Benghazi Attackers Used State Department Cell Phones During Attack

The Benghazi attackers on September 11, 2012 used State Department cell phones they seized from State Department personnel during the attacks and were overheard usign them to contact  senior terrorist leaders regarding the ongoing attack, according to a Fox report.

That would seem to contradict the notion that it was a spontaneous protest over an anti-Islam video as the administration claimed at the time and also indicate that they likely knew the truth, or certainly should have.

Eric Stahl, who recently retired as a major in the U.S. Air Force, served as commander and pilot of the C-17 aircraft that was used to transport the corpses of the four casualties from the Benghazi attacks – then-U.S. Ambassador to Libya Chris Stevens, information officer Sean Smith, and former Navy SEALs Glen Doherty and Tyrone Woods – as well as the assault’s survivors from Tripoli to the safety of an American military base in Ramstein, Germany.

In an exclusive interview on Fox News’ “Special Report,” Stahl said members of a CIA-trained Global Response Staff who raced to the scene of the attacks were “confused” by the administration’s repeated implication of the video as a trigger for the attacks, because “they knew during the attack…who was doing the attacking.” Asked how, Stahl told anchor Bret Baier: “Right after they left the consulate in Benghazi and went to the [CIA] safehouse, they were getting reports that cell phones, consulate cell phones, were being used to make calls to the attackers’ higher ups.”

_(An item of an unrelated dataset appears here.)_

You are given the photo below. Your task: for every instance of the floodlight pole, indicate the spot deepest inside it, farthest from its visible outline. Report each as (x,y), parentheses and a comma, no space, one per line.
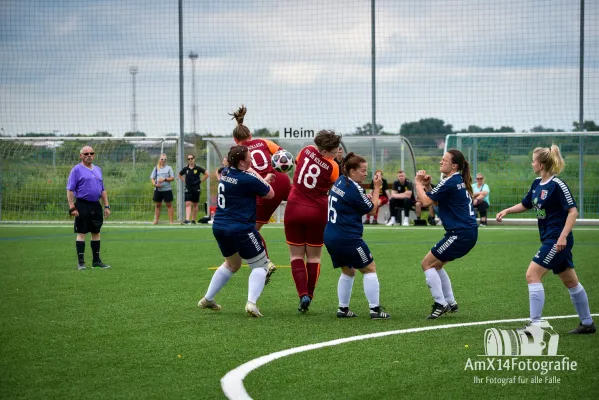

Stahl’s assertions were also confirmed by another source. The Accountability Review Board, which was convened by then-Secretary of State Hillary to look into the attack never interviewed Stahl.

In his interview on “Special Report,” Stahl made still other disclosures that add to the vast body of literature on Benghazi – sure to grow in the months ahead, as a select House committee prepares for a comprehensive probe of the affair, complete with subpoena power. Stahl said that when he deposited the traumatized passengers at Ramstein, the first individual to question the CIA security officers was not an FBI officer but the senior State Department diplomat on the ground.